The town's Sustainability Office published a 2024 greenhouse-gas inventory showing a 24.6% reduction from the 2017 baseline and described programs — Town Hall electrification (state $1M grant), an EV-first fleet policy, public-safety solar canopy, a clean-energy coaching program and a regional bike-share grant — while noting remaining data gaps for waste and school-district waste metrics.

Andrea Becerra, Acton's sustainability director, and environmental analyst Lauren West presented the town's first formal progress report tied to the municipality's sustainability policy on Jan. 12.

Becerra said the Sustainability Office, created in 2021 after a climate-emergency declaration, now has a three-person staff and volunteers supporting outreach and program delivery. The office's Climate Action Plan, published in 2022, lists 22 strategies across mobility, buildings, energy, waste, nature-based solutions, resilience, outreach and education; a public-facing climate action tracker will publish progress markers for actions that are in progress and complete.
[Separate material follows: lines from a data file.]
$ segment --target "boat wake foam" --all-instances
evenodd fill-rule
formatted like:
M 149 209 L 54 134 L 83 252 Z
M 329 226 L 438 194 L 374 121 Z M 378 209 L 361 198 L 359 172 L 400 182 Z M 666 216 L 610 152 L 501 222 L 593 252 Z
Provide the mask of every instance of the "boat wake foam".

West said the town's 2024 greenhouse-gas inventory — to be released in full later this month — updates the 2017 baseline. The town-level inventories show a 15.5% reduction by 2022 and a 24.6% reduction in the 2024 update compared with the 2017 baseline. The inventories use a combination of ICLE and MAPC tools and, where available, state datasets; West noted the transportation estimate relies largely on registration data from the Massachusetts vehicle census and said municipal and community waste data (especially from private haulers and the school district) remain incomplete.
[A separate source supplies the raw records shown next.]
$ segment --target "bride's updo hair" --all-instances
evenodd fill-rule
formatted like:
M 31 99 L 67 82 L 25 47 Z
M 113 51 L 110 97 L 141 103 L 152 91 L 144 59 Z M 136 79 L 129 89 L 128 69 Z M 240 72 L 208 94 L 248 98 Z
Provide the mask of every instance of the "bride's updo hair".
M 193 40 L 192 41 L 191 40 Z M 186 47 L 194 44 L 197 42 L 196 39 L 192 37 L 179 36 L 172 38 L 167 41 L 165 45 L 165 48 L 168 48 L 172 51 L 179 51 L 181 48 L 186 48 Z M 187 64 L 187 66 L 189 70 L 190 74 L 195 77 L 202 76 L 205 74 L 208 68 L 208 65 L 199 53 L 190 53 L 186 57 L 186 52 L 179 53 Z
On sector shares, West reported that stationary energy (buildings, streetlights, municipal buildings and homes) accounts for roughly 52% of community emissions, transportation 41% and waste about 6.9%. The municipal inventory separates town operations and school-district emissions; presenters said building and vehicle data are generally well covered through state reporting and Green Communities submissions, but waste-stream data need improvement.

Becerra highlighted recent and planned actions: a $1 million state grant to electrify Acton Town Hall (pending town meeting approvals), an Acton Power Choice promotion for a 100% green option for residents, a planned solar canopy for the public safety facility expected to provide close to 80% of that building's electricity needs (the town will capture savings through credits while the panels remain owned by a third party), and an expanding municipal EV fleet (12 fully electric vehicles so far). The office also runs a clean-energy coaching program that has engaged roughly 330 residents since 2023, multifamily outreach supported by a federal grant and a pilot composting program at the Red House, town hall and Acton Memorial Library.

West said the Minuteman Regional Bike Share received a $187,000 MassDOT grant to fund a three-year regional program in Acton, Concord, Lincoln and Maynard; seven stations will host pedal and adaptive bikes and three stations are sited near MBTA stations to improve first/last-mile connections.

Board members praised the progress and asked technical questions about accounting methods (for example, how electricity used to charge EVs is allocated between stationary and transportation sectors). Presenters said current residential electricity data sources do not disaggregate charging from other residential electricity uses; they recommended state-level data enhancements to improve future inventories.

The presenters identified the principal data gap as waste reporting from private haulers and the school district, and recommended continuing outreach to those stakeholders to improve future inventories. The office plans targeted monitoring and additional slides and materials on resilience actions (hazard mitigation and municipal vulnerability preparedness plans published December 2024) at a later date.

The board invited the Sustainability Office to return with follow-up materials and to continue publishing monthly tracker updates and progress markers.